Learning without a gradient (part 1)

[ machine-learning ]

Learning using gradient-based methods is a lot like trying to find the top of Mount Everest starting from a random point on earth, while blindfolded, by repeatedly sampling only the altitude and slope of the ground you’re standing on, and then using that information to decide where to teleport next.

Imagine you’ve got your blindfold on, and you note that the ground slopes upward if you travel northeast. How far should you go in that direction? The blindfold prevents you from just looking off in the distance and observing “oh, it keeps going upward in that direction for a while”. You can only sample the height and slope at the individual points you teleport to.

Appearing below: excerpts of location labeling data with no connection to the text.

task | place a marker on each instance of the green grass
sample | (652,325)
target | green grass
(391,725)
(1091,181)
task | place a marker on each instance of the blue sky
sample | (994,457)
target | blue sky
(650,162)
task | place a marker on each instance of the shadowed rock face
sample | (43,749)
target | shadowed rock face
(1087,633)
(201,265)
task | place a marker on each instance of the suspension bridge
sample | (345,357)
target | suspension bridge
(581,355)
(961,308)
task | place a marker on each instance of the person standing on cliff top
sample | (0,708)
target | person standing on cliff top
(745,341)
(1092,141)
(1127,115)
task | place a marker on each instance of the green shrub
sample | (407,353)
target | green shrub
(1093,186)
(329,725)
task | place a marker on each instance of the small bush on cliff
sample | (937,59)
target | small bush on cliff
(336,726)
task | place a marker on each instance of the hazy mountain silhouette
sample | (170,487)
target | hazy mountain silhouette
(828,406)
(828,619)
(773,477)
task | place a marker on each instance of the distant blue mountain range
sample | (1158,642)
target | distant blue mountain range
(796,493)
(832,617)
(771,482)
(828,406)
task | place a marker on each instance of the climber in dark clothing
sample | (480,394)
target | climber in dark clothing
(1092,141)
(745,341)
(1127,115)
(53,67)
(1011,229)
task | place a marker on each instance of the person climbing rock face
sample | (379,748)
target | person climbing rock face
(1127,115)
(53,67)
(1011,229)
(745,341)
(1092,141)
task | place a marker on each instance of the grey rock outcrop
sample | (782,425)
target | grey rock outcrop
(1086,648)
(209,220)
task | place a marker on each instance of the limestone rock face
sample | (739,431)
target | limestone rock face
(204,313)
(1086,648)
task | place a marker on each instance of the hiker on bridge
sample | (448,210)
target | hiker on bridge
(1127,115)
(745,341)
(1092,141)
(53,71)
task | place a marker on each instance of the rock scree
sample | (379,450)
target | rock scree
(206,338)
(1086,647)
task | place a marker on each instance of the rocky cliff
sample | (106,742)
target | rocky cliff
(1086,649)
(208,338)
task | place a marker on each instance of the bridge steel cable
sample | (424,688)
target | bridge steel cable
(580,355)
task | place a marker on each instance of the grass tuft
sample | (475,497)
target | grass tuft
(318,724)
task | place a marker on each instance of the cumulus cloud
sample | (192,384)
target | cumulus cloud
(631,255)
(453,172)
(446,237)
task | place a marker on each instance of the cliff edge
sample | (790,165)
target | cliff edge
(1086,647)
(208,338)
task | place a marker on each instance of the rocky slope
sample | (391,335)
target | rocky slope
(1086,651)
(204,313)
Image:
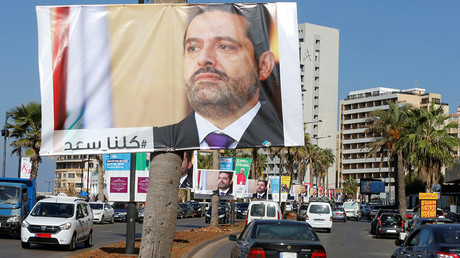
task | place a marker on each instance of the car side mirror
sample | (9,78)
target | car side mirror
(232,238)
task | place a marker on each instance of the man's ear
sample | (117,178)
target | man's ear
(266,64)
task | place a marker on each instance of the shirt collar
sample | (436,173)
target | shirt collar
(234,130)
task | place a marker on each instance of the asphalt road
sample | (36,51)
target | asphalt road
(347,239)
(104,235)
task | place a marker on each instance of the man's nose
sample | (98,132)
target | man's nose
(207,57)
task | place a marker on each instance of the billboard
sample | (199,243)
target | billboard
(371,186)
(134,78)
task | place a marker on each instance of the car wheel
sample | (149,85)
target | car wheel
(89,241)
(71,246)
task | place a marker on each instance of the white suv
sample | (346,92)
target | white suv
(62,221)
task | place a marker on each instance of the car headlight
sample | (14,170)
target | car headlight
(13,219)
(65,226)
(25,224)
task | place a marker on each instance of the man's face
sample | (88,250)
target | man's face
(220,71)
(260,187)
(224,181)
(303,189)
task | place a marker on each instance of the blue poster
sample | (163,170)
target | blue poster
(119,161)
(226,164)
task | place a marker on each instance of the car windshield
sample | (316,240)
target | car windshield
(281,231)
(449,235)
(9,194)
(58,210)
(318,208)
(349,205)
(96,206)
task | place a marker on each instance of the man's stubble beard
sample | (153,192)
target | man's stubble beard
(217,100)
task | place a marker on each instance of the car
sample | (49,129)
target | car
(302,211)
(338,213)
(121,211)
(433,240)
(389,224)
(319,215)
(352,209)
(376,218)
(199,210)
(187,209)
(260,210)
(63,221)
(140,216)
(222,214)
(102,212)
(241,209)
(277,238)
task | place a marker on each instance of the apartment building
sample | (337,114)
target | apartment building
(353,122)
(319,68)
(71,170)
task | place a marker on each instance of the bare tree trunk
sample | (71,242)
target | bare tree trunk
(161,205)
(215,198)
(401,187)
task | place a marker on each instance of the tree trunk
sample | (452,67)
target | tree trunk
(215,198)
(401,187)
(100,175)
(161,205)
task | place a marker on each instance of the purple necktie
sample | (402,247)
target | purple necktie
(218,141)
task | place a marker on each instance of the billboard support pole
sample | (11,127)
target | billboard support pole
(131,216)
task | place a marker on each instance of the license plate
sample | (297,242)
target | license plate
(43,235)
(288,255)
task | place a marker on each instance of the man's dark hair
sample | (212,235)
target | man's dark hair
(230,174)
(258,20)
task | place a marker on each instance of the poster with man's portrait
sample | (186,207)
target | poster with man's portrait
(169,77)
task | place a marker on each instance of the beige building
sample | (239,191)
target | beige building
(69,172)
(354,113)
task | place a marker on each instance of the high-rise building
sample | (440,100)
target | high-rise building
(354,114)
(71,172)
(319,69)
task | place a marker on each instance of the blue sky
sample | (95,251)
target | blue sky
(391,43)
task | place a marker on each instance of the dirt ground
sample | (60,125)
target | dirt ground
(184,242)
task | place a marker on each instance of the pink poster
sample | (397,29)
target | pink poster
(119,184)
(142,184)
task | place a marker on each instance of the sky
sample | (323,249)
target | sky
(392,43)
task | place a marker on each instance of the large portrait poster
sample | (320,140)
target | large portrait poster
(132,78)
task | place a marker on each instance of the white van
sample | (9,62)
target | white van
(263,210)
(352,209)
(319,215)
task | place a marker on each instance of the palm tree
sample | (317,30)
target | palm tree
(349,185)
(430,145)
(26,130)
(387,126)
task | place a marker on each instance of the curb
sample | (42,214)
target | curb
(205,243)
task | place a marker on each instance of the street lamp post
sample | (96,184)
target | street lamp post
(5,134)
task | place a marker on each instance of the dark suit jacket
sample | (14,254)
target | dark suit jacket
(229,192)
(266,126)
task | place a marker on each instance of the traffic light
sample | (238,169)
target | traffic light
(5,132)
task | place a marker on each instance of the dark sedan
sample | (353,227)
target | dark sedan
(389,224)
(431,241)
(277,238)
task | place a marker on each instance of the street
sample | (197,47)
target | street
(105,234)
(349,239)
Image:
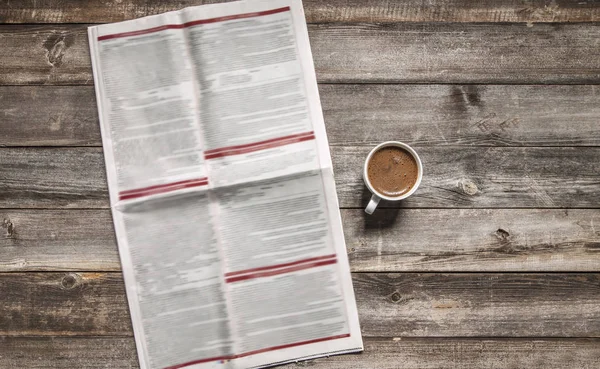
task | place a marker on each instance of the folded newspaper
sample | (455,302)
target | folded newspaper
(221,187)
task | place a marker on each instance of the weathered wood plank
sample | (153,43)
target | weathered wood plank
(473,240)
(52,178)
(363,114)
(380,353)
(389,305)
(511,305)
(68,352)
(67,304)
(49,116)
(454,177)
(418,240)
(317,11)
(65,240)
(401,52)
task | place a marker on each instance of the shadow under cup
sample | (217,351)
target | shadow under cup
(378,195)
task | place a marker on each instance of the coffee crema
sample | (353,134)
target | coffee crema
(392,171)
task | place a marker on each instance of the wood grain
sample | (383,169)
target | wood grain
(454,177)
(68,352)
(383,353)
(66,304)
(417,240)
(357,114)
(389,305)
(64,240)
(49,116)
(400,52)
(473,240)
(317,11)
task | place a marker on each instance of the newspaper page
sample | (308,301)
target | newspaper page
(221,187)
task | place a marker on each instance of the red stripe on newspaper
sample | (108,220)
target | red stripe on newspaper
(193,23)
(280,271)
(277,266)
(167,187)
(260,351)
(262,145)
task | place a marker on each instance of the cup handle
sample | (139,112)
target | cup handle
(372,204)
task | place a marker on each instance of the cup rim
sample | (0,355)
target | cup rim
(414,155)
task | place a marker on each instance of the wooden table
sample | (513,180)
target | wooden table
(494,263)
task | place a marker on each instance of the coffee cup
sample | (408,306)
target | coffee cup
(393,172)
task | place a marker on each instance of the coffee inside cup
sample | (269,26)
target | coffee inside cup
(392,171)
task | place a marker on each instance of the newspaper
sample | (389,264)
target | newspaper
(222,189)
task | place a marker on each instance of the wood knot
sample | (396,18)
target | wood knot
(469,187)
(502,234)
(56,45)
(70,281)
(10,228)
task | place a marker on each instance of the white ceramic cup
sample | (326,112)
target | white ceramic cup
(376,197)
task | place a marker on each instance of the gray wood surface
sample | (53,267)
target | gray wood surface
(505,114)
(455,177)
(389,305)
(422,240)
(363,114)
(398,52)
(317,11)
(381,353)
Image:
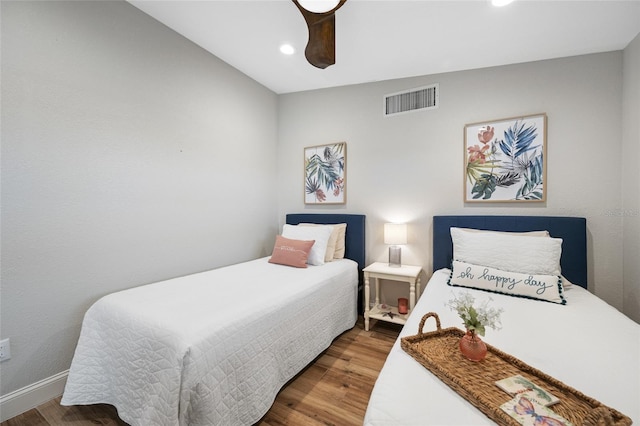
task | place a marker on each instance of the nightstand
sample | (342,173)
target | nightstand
(379,270)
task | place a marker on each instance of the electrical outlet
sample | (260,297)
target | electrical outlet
(5,350)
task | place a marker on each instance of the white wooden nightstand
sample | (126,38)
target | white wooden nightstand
(379,270)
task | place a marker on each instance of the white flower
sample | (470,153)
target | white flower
(475,319)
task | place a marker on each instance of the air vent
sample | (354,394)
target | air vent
(412,100)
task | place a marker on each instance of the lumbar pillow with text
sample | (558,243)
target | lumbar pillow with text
(291,252)
(530,286)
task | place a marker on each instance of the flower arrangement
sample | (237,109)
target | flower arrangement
(475,319)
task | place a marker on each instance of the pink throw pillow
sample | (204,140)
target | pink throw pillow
(291,252)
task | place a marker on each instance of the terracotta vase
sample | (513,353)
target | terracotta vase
(472,347)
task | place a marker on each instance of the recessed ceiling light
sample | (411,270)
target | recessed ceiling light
(500,3)
(287,49)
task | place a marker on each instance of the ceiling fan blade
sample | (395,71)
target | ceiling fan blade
(321,47)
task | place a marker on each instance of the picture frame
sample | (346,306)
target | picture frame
(325,174)
(505,160)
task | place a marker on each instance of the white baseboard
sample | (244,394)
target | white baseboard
(17,402)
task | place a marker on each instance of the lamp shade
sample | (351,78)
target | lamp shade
(395,233)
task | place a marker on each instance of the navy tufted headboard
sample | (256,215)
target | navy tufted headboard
(572,230)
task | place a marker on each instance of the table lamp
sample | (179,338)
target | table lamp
(395,234)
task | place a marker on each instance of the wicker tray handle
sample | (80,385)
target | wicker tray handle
(425,318)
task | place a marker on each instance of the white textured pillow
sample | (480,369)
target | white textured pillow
(514,253)
(331,244)
(530,286)
(340,241)
(320,234)
(524,234)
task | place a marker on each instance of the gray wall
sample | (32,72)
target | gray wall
(129,155)
(631,178)
(410,167)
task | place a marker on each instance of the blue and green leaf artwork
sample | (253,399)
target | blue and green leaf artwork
(324,170)
(505,160)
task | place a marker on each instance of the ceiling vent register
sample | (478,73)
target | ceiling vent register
(421,98)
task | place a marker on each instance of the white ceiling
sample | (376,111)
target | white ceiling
(381,40)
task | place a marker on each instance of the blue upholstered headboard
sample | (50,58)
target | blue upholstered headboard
(572,230)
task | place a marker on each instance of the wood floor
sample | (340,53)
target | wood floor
(332,390)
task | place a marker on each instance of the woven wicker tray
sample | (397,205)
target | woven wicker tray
(438,351)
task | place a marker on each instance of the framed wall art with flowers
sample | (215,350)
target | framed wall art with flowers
(506,160)
(325,168)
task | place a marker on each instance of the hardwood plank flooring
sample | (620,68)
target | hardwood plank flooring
(333,390)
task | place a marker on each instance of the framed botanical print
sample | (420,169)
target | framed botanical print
(325,169)
(506,160)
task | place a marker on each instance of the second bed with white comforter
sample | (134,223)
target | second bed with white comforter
(211,348)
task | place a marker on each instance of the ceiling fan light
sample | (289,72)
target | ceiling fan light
(318,6)
(287,49)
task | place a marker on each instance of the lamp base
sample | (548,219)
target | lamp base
(395,254)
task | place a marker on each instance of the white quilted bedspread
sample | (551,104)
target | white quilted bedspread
(212,348)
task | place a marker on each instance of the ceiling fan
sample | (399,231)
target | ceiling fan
(321,22)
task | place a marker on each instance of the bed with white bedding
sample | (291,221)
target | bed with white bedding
(585,343)
(214,348)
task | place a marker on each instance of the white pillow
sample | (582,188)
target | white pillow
(530,286)
(331,245)
(320,234)
(513,253)
(340,241)
(527,233)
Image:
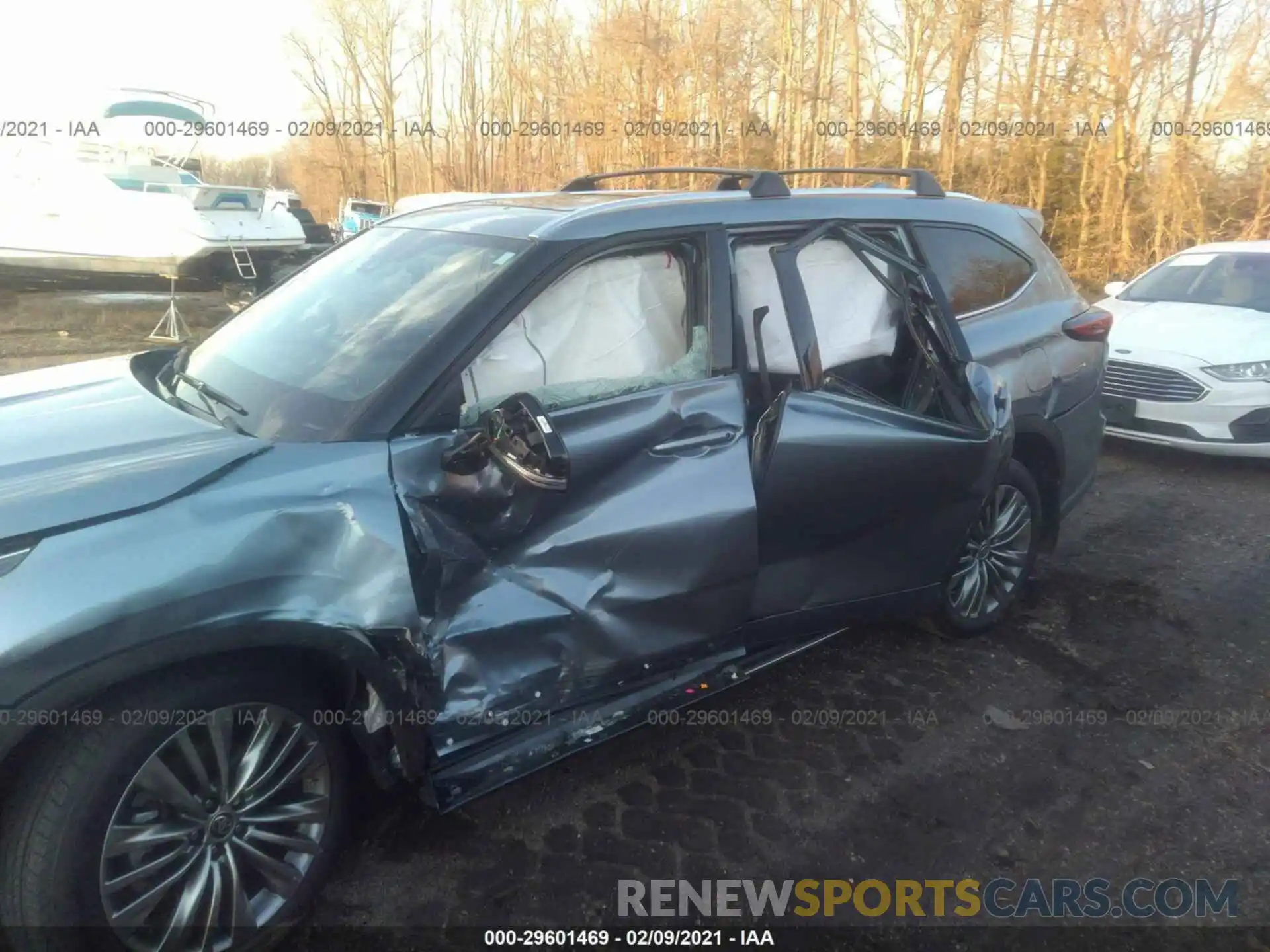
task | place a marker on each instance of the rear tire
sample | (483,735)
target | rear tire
(114,777)
(997,559)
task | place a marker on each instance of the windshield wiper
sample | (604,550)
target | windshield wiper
(207,390)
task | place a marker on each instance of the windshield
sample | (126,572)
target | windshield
(1217,278)
(304,358)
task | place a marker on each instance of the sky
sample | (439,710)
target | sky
(62,60)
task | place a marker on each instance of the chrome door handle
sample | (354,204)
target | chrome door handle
(698,442)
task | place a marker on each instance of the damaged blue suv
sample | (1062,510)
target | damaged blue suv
(484,485)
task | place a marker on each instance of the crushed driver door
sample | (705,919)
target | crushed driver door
(860,498)
(611,579)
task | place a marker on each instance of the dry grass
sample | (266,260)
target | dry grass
(40,329)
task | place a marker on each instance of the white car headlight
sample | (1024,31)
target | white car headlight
(1257,370)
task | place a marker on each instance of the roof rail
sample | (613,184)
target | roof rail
(919,179)
(762,184)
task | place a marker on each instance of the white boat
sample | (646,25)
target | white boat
(318,238)
(359,215)
(81,210)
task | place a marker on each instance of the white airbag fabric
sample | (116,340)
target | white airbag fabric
(610,320)
(850,307)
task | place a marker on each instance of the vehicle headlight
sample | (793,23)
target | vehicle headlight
(1257,370)
(12,559)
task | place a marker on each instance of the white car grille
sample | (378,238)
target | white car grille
(1146,382)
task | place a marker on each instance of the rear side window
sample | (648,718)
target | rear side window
(976,270)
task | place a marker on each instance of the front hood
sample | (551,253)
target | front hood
(87,441)
(1213,334)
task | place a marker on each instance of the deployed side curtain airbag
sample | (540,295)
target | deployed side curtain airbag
(850,307)
(610,320)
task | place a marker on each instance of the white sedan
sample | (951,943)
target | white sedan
(1189,358)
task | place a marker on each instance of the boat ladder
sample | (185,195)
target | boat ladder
(243,260)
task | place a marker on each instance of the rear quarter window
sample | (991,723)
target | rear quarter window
(976,270)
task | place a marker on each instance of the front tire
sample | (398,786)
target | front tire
(997,557)
(204,810)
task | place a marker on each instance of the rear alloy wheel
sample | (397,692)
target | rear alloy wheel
(999,555)
(200,811)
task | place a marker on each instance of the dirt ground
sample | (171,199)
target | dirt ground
(38,329)
(1156,601)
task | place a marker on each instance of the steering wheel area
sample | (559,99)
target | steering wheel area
(521,440)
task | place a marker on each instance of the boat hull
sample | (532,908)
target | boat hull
(26,267)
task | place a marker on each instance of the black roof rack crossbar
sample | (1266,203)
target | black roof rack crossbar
(762,184)
(919,179)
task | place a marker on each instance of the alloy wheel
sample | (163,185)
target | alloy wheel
(992,564)
(216,830)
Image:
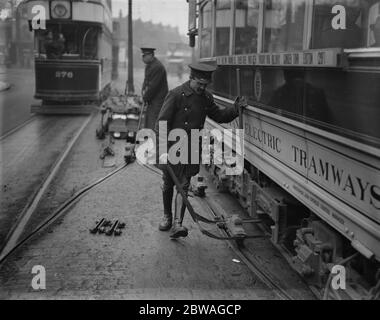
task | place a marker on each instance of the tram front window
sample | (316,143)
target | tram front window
(205,37)
(68,42)
(284,25)
(246,23)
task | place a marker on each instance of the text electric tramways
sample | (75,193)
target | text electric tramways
(312,139)
(72,54)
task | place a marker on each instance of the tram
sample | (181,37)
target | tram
(311,129)
(73,53)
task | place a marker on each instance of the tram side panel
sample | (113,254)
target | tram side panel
(321,165)
(60,80)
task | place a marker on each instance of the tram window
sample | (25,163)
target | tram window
(352,100)
(246,25)
(205,37)
(324,35)
(223,23)
(374,25)
(284,25)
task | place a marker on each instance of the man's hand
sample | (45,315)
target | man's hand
(163,161)
(241,102)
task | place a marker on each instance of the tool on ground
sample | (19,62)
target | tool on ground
(98,225)
(111,230)
(198,186)
(233,224)
(104,226)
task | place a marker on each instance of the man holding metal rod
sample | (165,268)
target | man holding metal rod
(186,107)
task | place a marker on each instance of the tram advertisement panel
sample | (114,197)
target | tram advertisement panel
(74,79)
(337,170)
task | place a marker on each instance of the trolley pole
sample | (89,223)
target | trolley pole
(131,87)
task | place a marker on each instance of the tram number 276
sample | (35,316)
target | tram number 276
(64,74)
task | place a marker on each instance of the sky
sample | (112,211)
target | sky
(168,12)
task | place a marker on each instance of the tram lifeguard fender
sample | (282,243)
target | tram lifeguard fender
(235,225)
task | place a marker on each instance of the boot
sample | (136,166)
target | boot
(166,222)
(178,230)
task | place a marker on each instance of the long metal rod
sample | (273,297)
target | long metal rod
(131,87)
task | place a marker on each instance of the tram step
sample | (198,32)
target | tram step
(63,109)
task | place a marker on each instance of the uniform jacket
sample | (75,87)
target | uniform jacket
(155,86)
(184,109)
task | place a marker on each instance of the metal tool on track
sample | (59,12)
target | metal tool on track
(233,224)
(98,225)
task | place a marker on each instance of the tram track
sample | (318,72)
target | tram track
(244,255)
(8,133)
(11,242)
(254,266)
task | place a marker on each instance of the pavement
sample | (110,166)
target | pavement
(4,86)
(142,263)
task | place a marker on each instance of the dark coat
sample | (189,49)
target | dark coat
(155,89)
(184,109)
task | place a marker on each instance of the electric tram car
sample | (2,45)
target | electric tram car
(73,53)
(311,73)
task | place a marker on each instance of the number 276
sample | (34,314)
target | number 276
(64,74)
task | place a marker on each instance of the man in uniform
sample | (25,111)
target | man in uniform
(186,107)
(155,86)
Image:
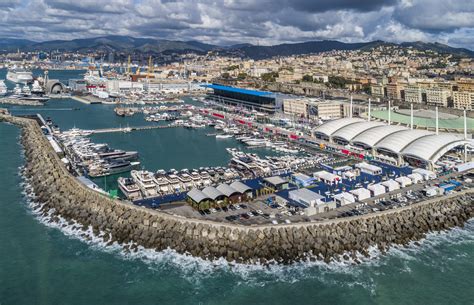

So maybe you walk 10 feet, and the ground continues sloping upward in that direction. Should you teleport half a mile along that same vector and take another sample? 10 miles? 100 miles? What if you teleport too far and skip right past the highest point? Or maybe you only move 1 foot at a time, but it takes you eons to get anywhere. Should you continue along a vector even if you reach a point where it starts leading downard? Or do you keep some “momentum” and hope that was just a temporary little dip in the landscape?

There aren’t really good answers to these questions and a lot of it comes down to: “I tried XYZ on these problems, and it seemed to work okay” and some rules of thumb for how to discover “good” hyperparameters for your problem.

The gradient just isn’t a lot to go on. The local slope at a point in Kansas might help you reach the top of the hill near where you started, but it doesn’t help in locating even the general region where Mount Everest is located.

Most optimization problems are actually harder than the above analogy lets on. The function being optimized will have more than just two parameters, and the landscape may be very “rugged.” It’s often expensive to compute your current altitude and the current slope, so we settle for an estimate of these things. Extending our analogy, imagine if you didn’t even have an accurate way of measuring current altitude or slope, but instead had lots and lots of unreliable measuring devices whose results you could aggregate (with much effort) to produce more accurate readings.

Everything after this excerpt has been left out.